Sadece bazıları arkadaşları tarafından isteksizce korunacak kadar şanslıydı ve masaları ters çevirerek onları geçici kalkan olarak kullanmayı başardılar. Geriye kalan üç lider, Lith parmağını hareket ettirdiği anda yere düştüler ve dişlerinin derisiyle hayatlarını kurtardılar.
“Bunu nasıl yapıyor?” Liderler arasındaki son adam, kırılan camların gürültüsü ve tahtayı delen buzun gümbürdeyen sesi arasında duyulmak için bağırdı.
“İlahi yok, işaret yok ve mermileri havada kıvrılabiliyor!”
“Bu bir Savaş Büyücüsü, seni aptal.” Kadın lider sızlanarak zamanını boşa harcamak yerine zırhını olabildiğince hızlı giyiyordu.
“Dördüncü kademe yüzükleri olan zengin bir çocuğa rastlamış olmalıyız. Bunlardan sadece bir tanesi köy dediğimiz bu sefil et ve odun yığınından daha değerli. Bu kılık değiştirmiş bir lütuf. Eğer onu öldürürsek üçümüz ölürüz. Ömür boyu hazırım. Eğer beni yakalarsan ölüler pay alamaz.”
Asalarını şimşekten buza çeviren üç liderin gözleri açgözlülükle parladı. “İkincil hasar” ve “dost ateşi” kelimeleri birdenbire onlara hoş bir çağrıştırdı. Ateş açmaya hazır bir şekilde kollarını ve başlarını dikey olarak çevrilmiş masanın üzerine kaldırdılar.

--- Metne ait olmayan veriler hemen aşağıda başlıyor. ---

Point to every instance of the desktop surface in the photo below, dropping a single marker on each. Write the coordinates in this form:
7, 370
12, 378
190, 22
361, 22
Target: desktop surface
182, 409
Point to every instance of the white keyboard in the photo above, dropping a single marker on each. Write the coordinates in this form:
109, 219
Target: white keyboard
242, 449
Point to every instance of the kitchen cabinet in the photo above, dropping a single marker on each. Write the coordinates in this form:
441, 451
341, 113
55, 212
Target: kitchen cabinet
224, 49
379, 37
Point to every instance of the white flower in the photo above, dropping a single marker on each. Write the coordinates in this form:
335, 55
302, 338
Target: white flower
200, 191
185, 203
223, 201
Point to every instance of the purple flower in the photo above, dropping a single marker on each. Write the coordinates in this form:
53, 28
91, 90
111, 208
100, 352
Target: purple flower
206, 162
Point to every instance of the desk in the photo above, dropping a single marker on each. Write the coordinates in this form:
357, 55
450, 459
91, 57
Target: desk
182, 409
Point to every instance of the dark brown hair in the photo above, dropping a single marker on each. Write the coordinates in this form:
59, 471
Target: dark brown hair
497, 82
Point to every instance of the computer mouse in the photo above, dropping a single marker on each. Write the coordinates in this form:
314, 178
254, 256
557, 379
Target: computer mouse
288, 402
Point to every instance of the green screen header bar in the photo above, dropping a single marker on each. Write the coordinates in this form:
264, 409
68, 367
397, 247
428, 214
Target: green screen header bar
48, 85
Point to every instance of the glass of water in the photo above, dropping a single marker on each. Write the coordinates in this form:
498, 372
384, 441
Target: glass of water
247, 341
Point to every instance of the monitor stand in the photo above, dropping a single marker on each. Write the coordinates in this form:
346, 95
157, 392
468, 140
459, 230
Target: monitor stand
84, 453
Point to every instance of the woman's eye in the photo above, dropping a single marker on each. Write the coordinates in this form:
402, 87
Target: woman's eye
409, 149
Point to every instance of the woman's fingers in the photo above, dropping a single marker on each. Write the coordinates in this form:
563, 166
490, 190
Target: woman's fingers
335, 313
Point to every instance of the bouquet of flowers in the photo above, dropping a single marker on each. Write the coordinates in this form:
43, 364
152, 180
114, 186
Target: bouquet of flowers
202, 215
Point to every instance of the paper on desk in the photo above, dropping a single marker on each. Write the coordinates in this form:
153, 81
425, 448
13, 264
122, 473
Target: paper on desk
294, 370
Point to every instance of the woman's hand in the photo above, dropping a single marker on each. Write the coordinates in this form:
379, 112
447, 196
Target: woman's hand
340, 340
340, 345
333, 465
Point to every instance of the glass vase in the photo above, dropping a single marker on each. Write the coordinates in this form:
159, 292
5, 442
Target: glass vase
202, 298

Onlar tartışırken Lith büyüsünü durdurmuştu. Masaların arkasında gözlerini kırpıştırarak dehşete düşmüş suçluları hazırlıksız yakaladı ve kalplerini çaldı. Gerçekten. Kolu göğüslerini deldi ve geride ölenleri sadık hizmetkarlarına dönüştüren bir kan çekirdeği bıraktı.
Yaşayan ölüler, ne pahasına olursa olsun onları korumak için kölelerin önünde pozisyon alarak yollarına çıkan herkesi öldürürdü. Lith, Solus'a verdiği sözü unutmamıştı. Onun dileği onların emriydi.
Liderler saklandıkları yerden çıktıklarında adamları yok edilmişti. Lith'e ateş ettiler, ancak dartları daha fazla ceset yaratırken onun Göz kırpışını izlediler. Ölüler ayaklanmaya devam ediyor ve başıboş kurşunları durduran bir barikat oluşturuyor.
“Teşekkürler. Ama yardımınız gereksizdi. Zaten onları öldürürdüm. Sorgulama için ayırmam gereken tek kişi sizsiniz.” Lith liderlerin arkasında belirerek onların irkilmesine neden oldu.
Arkalarını döndüler ama ruh büyüsüyle asa kullanan kollarında sarmal bir kırılmaya neden olmak için yalnızca bileğinin bir hareketine ihtiyacı vardı. Sahipleri acı içinde kıvranırken simya aletleri yere düştü. –
Acı, durduramadıkları gözyaşlarıyla görüşlerini bulanıklaştırdı.
“Bunu nasıl yaptın?” Kadın artık kendini kutsanmış hissetmiyordu.
Kolu bilekten omzuna kadar bükülmüştü. Yıllardır emek verdiği tek şey gözlerinin önünde parçalanıyordu ve takipçilerinin cesetleri ona derin bir nefretle bakıyordu. Sanki ölümlerinden onu sorumlu tutuyorlardı.
“Büyü.” Lith, kalan kolu da aynı şekilde kıran ikinci bir vuruşla cevap verdi. Lith'in konuşarak bu kadar zaman kaybetmesinin tek nedeni ihtiyaç duyduğu tüm büyüleri yapıp onları bir anda hazır tutmaktı.
Hayatta kalan üç yağmacı yerde gevşek kaldı. Silahsız, askersiz ve çok daha korkunç bir Korucu tarafından yönetilen canavarlarla çevriliyken, daha fazla mücadele etmenin anlamsız olacağını hissediyorlardı.
Lith, kölelerden kimsenin ölmek üzere olmadığını ve tüm haydutların öldüğünü kontrol ettikten sonra Necromancy büyüsünü serbest bıraktı. Daha sonra olayların tam bir raporunu vermek için idarecisini aradı.